Anyway, one good thing to come of all the injuries was that it allowed the Penguins to see what they have in guys like Brian Dumoulin and Philip Samuelsson, while giving another shot to Simon Despres. It also gave other teams around the league a look too. In theory, that could help Shero when it comes to trade talks.

So, just how much is Dupuis’ absence hurting Crosby and Kunitz? The short answer is not as much as you’d think. At least, not statistically.

As for Crosby, he’s still leading the NHL’s scoring race, but the pace has slowed down a little bit since Dupuis’ injury.

Since Dec. 23, Crosby has seven goals and 14 assists in 17 games, with one goal and six assists on the power play. That equates out to 1.24 points per game (PPG).

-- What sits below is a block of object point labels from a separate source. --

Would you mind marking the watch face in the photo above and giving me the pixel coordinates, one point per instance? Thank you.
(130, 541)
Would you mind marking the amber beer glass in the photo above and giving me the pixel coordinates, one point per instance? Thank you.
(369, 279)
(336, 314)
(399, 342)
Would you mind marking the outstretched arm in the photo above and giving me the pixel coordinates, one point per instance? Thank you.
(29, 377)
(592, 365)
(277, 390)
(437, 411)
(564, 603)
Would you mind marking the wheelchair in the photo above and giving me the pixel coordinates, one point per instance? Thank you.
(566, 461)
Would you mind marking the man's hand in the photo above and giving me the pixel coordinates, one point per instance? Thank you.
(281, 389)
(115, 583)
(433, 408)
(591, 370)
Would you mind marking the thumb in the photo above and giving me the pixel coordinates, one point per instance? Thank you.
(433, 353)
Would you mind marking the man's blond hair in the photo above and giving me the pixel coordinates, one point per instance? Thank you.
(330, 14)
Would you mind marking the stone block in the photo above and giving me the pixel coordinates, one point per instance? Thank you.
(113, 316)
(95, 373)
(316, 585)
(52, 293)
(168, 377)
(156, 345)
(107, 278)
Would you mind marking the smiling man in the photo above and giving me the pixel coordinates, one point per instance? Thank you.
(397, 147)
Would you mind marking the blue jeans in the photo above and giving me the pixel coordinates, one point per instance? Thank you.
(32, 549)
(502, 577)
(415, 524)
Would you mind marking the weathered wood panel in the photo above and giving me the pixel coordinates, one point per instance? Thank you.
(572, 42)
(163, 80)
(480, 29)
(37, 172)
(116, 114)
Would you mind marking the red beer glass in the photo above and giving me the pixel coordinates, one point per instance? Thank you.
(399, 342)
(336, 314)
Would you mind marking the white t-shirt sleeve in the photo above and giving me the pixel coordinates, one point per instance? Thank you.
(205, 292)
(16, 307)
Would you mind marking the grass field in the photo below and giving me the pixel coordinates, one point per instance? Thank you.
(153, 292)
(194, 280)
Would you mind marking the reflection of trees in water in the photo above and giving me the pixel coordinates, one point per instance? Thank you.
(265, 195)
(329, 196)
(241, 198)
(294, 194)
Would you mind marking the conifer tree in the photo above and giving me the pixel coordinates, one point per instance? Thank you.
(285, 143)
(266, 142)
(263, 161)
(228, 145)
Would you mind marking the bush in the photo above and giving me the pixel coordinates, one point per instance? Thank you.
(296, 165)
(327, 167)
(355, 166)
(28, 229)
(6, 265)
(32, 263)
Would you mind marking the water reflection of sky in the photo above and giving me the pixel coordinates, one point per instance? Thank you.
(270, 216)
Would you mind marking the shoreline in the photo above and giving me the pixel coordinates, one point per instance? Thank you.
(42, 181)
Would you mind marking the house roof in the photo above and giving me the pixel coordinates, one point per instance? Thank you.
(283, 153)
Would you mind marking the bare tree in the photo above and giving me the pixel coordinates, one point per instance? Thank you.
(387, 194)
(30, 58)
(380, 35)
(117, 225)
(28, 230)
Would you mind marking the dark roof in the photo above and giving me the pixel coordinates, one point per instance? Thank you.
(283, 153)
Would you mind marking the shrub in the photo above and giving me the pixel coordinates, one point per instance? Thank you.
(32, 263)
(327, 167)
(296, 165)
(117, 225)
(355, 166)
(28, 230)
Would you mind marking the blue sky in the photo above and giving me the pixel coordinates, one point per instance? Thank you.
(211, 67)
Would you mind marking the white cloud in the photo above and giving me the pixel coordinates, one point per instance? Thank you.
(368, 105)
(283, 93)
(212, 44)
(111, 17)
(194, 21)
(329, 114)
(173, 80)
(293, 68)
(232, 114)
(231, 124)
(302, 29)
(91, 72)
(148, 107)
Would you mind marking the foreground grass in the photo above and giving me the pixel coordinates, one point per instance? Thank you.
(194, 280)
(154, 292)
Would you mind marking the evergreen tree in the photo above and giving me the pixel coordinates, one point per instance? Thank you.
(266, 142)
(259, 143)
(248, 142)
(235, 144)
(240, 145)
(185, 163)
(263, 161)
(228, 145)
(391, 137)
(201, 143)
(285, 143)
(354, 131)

In the 39 games with Dupuis in the lineup, Crosby had 20 goals and 34 assists (1.38 PPG).

Kunitz hasn’t been affected much either in terms of point production without Dupuis.

In 17 games without Dupuis, Kunitz has seven goals and nine assists (0.94 PPG).

In the 39 games with Dupuis, Kunitz had 20 goals and 19 assists (1 PPG).

Obviously, this is a very cut and dry approach to the situation. These are just the numbers from which you can draw any number of conclusions.

There are many factors that play into these numbers, such as matchups, situations, etc.

It also says a lot about how good Crosby and Kunitz are together that they are still producing without their third musketeer, as it were.

However, the chemistry factor cannot be measured. It’s no secret the trio of Kunitz-Crosby-Dupuis is extremely dangerous and plays well together. Right now, the line just doesn’t look the same and it may not until next season when Dupuis would presumably rejoin the line.

The Penguins’ bottom six forwards could use an upgrade as well, but that could be helped by default if the Penguins were to land a winger for the Crosby line.

As for the short term, which candidates the Penguins might target could be tough to judge because so many teams are still within striking range of the playoffs.

I get the feeling many of the bubble teams will be making up their minds to be buyers or sellers at the deadline during the Olympic break.

At any rate, the next few weeks will be interesting.